Low profile, tapering, and textured are all terms that describe the rose comb. You might think of it as a slightly shrunken and extended strawberry comb, or a single comb that didn’t quite fully form. It is so named because it tends to resemble the tightly nested petals of a rose that is not yet in full bloom.

This comb begins at the brow or base of the beak and extends about halfway back over a chicken’s head, narrowing the entire time as it goes. The thicker part or pad is just ahead of the chicken’s eyes where the beak meets the skull.

Look at it up close and you’ll see that it has a convoluted, wrinkly texture but it is also lined with tiny individual spikes along the top ridge, sort of like a single comb in miniature.

Pea Comb

The tiniest comb there is, the pea comb is distinguished by how little it is. Barely qualifying as a bud of flesh between a chicken’s eyes, if you get close enough and can get a chicken to hold still long enough you’ll see that it is actually three conjoined but tiny protuberances of flesh.

Chickens with pea combs often have spectacular plumage or interesting growths of feathers to offset the lack of appeal when it comes to attracting a mate, and speaking of utility a pea comb really won’t help much to cool a chicken down when the mercury rises. The benefit, of course, is that there is almost nothing there to freeze in cold weather.

Surprisingly, quite a few chickens have pea combs including some of the most known and most loved domestic breeds like Araucanas, Ameraucanas, and Brahmas.

Walnut Comb

If you’re starting to think that most chicken combs were named based on the first thing that came to the neighbor’s mind, you are absolutely right.

If you need proof look no further than the walnut comb which looks for all the world like the edible part of a walnut and has simply been plopped right over a chicken’s face.

This wide, round, wrinkled, and cratered comb can grow so wide that it will actually interfere with a chicken’s vision to the front. Nonetheless, they are fairly impressive, and combined with large wattles, they can give these already distinguished chickens a truly special look.

For instance, consider that some of the most striking birds in the world have walnut combs, including the beloved Silkie and also the Orloff and Yokohama.

V Comb

One of the most interesting and intimidating combs around, and my personal favorite, is the V comb, sometimes spelled “vee” or alternately called a devil- or horn comb.

Once again, the truth is in the name and a V comb consists of two long spurs that project upward or forward off of a chicken’s head, often splayed at an angle to each other. An appearance that, you guessed it, looks exactly like a pair of horns!

The rest of the comb is a tight generally smooth pad of flesh that typically stops before the midpoint on the skull and saddles the very base of the beak, but doesn’t extend forward and over it.

This is another rare type, and unsurprisingly, it is possessed by rare and distinguished birds like the Sultan, Crevecoeur and Polish.

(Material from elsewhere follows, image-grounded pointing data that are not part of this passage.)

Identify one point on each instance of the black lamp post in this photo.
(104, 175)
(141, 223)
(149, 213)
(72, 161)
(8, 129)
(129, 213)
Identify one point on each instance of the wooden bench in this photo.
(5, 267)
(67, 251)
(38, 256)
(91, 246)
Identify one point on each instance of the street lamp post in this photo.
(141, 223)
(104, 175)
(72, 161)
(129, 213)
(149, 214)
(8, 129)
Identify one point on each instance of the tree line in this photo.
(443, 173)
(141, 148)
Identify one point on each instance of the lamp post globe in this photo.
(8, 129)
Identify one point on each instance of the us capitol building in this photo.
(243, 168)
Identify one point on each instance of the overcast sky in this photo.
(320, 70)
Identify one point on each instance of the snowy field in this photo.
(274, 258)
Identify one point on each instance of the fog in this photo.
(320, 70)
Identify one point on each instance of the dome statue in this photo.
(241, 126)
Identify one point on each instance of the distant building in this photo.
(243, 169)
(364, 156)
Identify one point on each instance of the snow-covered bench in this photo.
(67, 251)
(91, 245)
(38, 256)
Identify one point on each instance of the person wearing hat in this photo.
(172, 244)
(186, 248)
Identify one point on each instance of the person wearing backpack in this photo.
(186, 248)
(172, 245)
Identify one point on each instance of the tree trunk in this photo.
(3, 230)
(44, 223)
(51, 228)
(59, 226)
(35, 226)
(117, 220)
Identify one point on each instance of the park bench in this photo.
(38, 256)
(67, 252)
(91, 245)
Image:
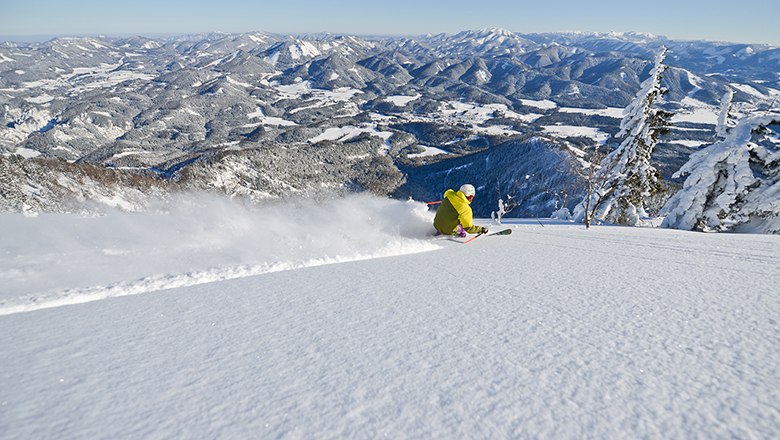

I saved the best and most spectacular comb for last. It also happens to be beyond rare; it is genuinely unique! For comb connoisseurs it doesn’t get any better than this!

The buttercup comb is possessed only by a single breed, the Sicilian Buttercup from which it derives its name. It’s hard to describe, but if I had to I would, say it looks a lot like a moose’s antlers, only joined together at the center of the head.

Much of the pad is smooth and palmate, with radiating tines of flesh going all the way around from the front nearly to the back, where they rejoin into a somewhat jumbled mass that swoops upward.

This comb is absolutely distinctive and there is nothing else like it among standard comb types. It is uniformly excellent in hot weather because of its tremendous surface area, but like the single comb and other large, showy types it is very vulnerable to frostbite.

If you want to see one of these in person, again, the only way is to get yourself a Buttercup chicken or two!